As noted earlier, these organizations are located worldwide and may include multiple facilities to support a variety of product lines. TC approvals can be all-inclusive. That is, multiple locations under control of one document; or alternatively, approved on a stand-alone basis. For example, one well known Dallas-based training organization carries seven separate ATO approvals, with diverse programs located in Canada, Europe, and the United States. An advantage of the multiple-base approval option is that organizational control can be decentralized, while core training standards remain consistent system-wide. Also, in the event that document action is required at one location, it may not necessarily affect the other locations.
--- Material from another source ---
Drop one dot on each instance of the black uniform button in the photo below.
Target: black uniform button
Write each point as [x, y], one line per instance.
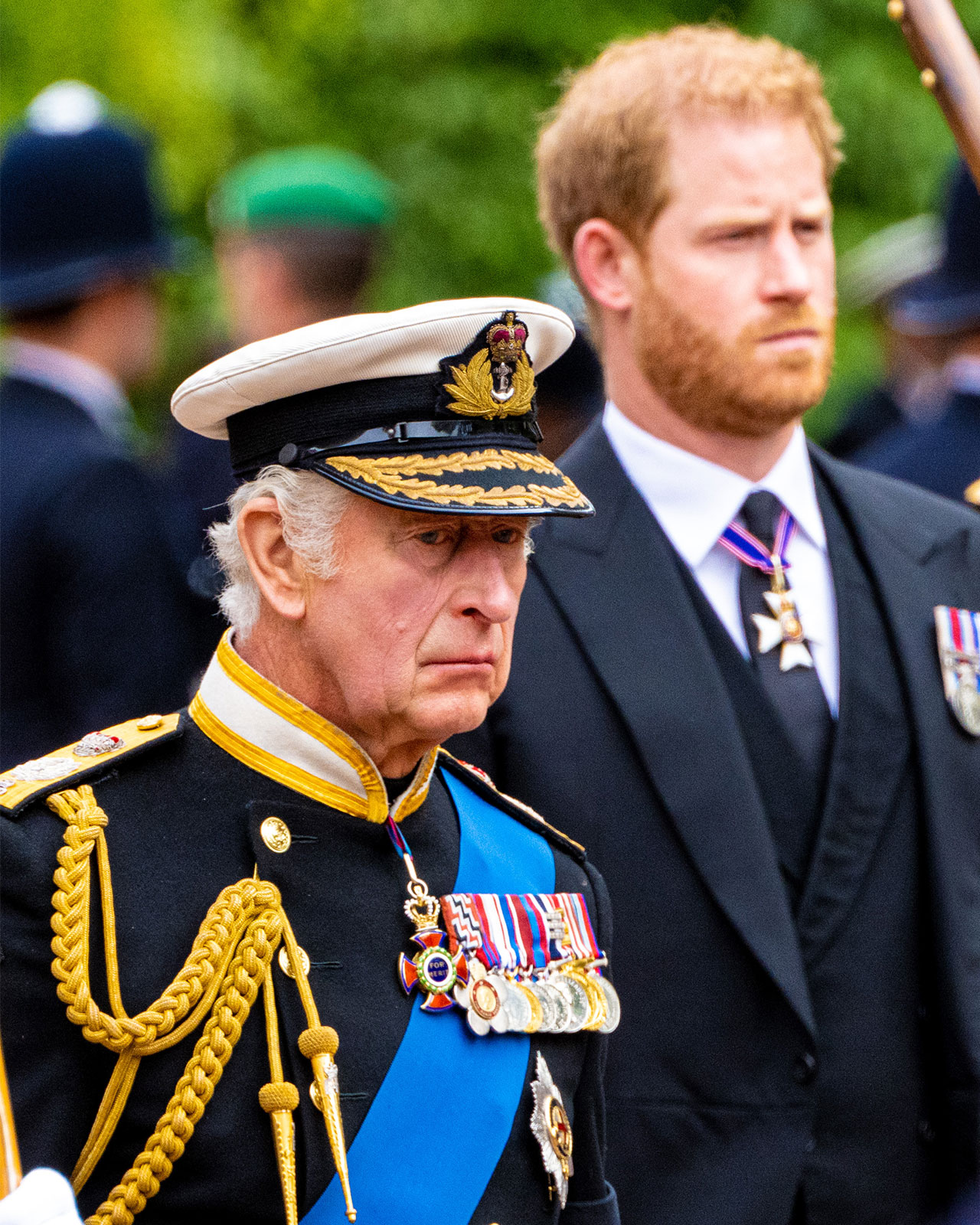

Earlier, I alluded to tight controls and standards that must be met prior to program approval. These additional requirements generally focus on instructor qualifications, professional development, internal self-audits, quality assurance, and expanded curricula addressing rating privileges. While it may be desirable, TC does not require an ATO to develop a stand-alone control manual (TCM). As such, where an organization so chooses, it may identify those elements of an existing program that apply to the TC approval. This approach avoids unnecessary duplication, while still maintaining program integrity. However, if this option is chosen, then the documented program must be laid out in a manner that allows for easy access by its users. This is important so that roles and responsibilities can be clearly understood by those engaged in the delivery of a TC program element. As well, it makes the auditor's job that much easier at time of review. This applies to both internal and external audit activities.

As new aeronautical products enter the marketplace, the number of ATOs will continue to grow, both in Canada and abroad. Check out the latest approved courses and ATO locations at our TC web site, under Aircraft Maintenance and Manufacturing, at: The site can be especially valuable to those AMEs contemplating course attendance in support of additional licence ratings. To that end, it would be wise to check out TC approval status before committing funds or making your travel arrangements. Otherwise, from a regulatory perspective, while the knowledge gained may be useful — it may not be in your very best interest.